Kurs
JGW-3.3
Finanzierung nachhaltiger Landwirtschaft
Wie unser Essen grüner finanziert werden kann
19.07. - 02.08.2026
Nahrungsmittel wachsen nicht aus Geld – aber ohne Geld wächst keine nachhaltige Landwirtschaft. Heute verursachen Agrar‑ und Ernährungssysteme rund ein Drittel der globalen menschengemachten Treibhausgasemissionen, während Kapital weiterhin in klimaschädliche Projekte fließt und wichtige Ökosysteme zerstört. Die Folgen treffen vor allem den Globalen Süden: Um Profite für wenige Unternehmen im Norden zu sichern, verlieren Kleinbäuer*innen, insbesondere Frauen und marginalisierte Gruppen, Land, Einkommen und Lebensgrundlagen.

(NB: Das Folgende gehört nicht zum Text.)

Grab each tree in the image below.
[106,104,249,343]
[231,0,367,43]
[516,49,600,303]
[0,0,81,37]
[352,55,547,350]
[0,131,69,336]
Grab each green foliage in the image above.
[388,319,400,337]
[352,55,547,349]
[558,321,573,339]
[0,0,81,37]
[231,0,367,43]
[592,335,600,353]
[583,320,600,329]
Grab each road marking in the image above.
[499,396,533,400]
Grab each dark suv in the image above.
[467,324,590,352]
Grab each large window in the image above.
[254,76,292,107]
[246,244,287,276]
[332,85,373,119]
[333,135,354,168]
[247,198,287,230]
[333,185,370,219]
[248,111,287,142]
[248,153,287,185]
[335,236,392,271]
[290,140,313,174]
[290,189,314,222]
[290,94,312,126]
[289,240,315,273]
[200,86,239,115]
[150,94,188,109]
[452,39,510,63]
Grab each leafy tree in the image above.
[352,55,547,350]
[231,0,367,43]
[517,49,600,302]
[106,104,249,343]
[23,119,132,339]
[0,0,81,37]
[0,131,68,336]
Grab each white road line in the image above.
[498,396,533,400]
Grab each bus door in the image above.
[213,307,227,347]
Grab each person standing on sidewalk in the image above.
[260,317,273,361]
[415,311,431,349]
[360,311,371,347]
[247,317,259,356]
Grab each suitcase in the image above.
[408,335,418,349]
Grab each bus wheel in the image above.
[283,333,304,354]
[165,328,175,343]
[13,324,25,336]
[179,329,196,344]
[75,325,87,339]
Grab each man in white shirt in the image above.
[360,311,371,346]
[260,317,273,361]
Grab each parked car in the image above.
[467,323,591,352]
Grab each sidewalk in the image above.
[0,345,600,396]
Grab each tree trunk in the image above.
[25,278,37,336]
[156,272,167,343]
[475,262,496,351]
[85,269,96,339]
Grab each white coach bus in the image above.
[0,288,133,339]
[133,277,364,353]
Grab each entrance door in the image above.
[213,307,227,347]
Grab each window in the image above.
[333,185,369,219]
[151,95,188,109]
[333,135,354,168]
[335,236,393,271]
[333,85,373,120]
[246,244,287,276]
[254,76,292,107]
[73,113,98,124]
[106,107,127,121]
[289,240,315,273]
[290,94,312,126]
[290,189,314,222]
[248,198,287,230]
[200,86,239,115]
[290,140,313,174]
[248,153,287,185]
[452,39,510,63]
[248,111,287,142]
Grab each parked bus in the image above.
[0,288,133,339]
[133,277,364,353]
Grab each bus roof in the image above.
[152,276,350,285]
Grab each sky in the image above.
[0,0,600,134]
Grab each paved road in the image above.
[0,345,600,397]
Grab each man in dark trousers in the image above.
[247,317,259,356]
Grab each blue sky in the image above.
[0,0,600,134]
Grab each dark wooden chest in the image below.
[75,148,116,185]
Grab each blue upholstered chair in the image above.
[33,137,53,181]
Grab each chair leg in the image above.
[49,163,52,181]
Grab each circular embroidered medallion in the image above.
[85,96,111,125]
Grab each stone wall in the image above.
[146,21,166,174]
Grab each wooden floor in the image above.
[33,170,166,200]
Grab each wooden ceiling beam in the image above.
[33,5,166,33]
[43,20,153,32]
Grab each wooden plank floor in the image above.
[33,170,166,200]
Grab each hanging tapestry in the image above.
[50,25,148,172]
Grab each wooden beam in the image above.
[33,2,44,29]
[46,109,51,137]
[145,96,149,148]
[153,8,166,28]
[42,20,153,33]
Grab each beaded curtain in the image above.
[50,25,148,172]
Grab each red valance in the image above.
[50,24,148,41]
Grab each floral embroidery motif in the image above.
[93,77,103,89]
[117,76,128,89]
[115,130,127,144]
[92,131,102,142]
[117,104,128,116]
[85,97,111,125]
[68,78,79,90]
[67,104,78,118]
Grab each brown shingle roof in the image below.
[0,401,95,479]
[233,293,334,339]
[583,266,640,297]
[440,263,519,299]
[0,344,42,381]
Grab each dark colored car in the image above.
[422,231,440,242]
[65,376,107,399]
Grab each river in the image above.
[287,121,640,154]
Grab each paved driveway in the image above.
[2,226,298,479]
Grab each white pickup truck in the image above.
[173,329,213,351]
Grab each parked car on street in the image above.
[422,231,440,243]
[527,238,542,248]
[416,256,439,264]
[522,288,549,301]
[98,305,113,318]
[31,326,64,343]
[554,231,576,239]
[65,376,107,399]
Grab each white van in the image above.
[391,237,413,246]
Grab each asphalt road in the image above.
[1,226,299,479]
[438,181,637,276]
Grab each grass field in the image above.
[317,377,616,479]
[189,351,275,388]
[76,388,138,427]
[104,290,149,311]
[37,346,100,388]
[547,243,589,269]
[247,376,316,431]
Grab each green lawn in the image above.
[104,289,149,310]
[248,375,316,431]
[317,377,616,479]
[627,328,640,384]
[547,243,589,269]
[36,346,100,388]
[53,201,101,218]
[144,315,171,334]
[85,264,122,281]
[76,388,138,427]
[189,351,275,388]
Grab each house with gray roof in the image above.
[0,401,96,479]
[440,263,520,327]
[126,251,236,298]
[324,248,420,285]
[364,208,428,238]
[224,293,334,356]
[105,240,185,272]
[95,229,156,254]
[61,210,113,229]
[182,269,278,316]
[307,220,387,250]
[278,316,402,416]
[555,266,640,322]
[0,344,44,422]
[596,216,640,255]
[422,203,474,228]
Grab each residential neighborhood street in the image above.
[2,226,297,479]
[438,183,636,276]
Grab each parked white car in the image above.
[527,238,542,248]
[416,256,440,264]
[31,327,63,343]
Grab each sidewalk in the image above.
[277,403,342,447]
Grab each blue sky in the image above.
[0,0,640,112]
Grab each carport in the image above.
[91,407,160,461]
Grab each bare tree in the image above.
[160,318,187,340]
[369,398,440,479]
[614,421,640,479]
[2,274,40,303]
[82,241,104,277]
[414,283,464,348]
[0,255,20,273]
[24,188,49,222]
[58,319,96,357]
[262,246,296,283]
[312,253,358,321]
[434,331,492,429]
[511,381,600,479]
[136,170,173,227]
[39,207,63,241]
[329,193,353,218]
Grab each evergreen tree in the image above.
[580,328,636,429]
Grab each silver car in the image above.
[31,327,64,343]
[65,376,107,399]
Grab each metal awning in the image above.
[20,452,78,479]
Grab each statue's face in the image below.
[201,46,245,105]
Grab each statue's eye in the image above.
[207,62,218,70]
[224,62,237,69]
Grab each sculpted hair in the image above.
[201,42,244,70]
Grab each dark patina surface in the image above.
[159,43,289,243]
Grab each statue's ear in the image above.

Der Kurs fragt: Wie lässt sich Landwirtschaft so finanzieren, dass sie Klima, Biodiversität und Lebensgrundlagen schützt? Die Teilnehmenden erarbeiten, wie nachhaltige Finanzierung von Agrar‑ und Ernährungssystemen im Globalen Süden gestaltet werden muss, ohne kleinbäuerliche Betriebe zu marginalisieren.
In Woche 1 untersuchen die Teilnehmenden die Auswirkungen kapitalistischer Strukturen auf die Landwirtschaft (Enteignung, Landverlust und Gewalt) und lernen an realen Agri-Food-Systemen wie Kakao- oder Kaffeeanbau zentrale Finanzierungsinstrumente und nachhaltige Anbauformen kennen.
In Woche 2 arbeiten die Teilnehmenden in Gruppen und wenden ihr Wissen in einem Planspiel an. Sie nehmen die Rollen von Vertreter*innen einer Entwicklungsbank, der Agrar‑ und Lebensmittelindustrie, einer internationalen Organisation oder einer lokalen Kooperative von Kleinbäuer*innen ein, um einen tragfähigen Kompromiss zu verhandeln. Die abschließende Reflexion zeigt, dass nachhaltige Finanzierung politisch und ethisch, nicht nur technisch, ist.
Aufgrund des internationalen Themas sind vereinzelt englischsprachige Elemente geplant.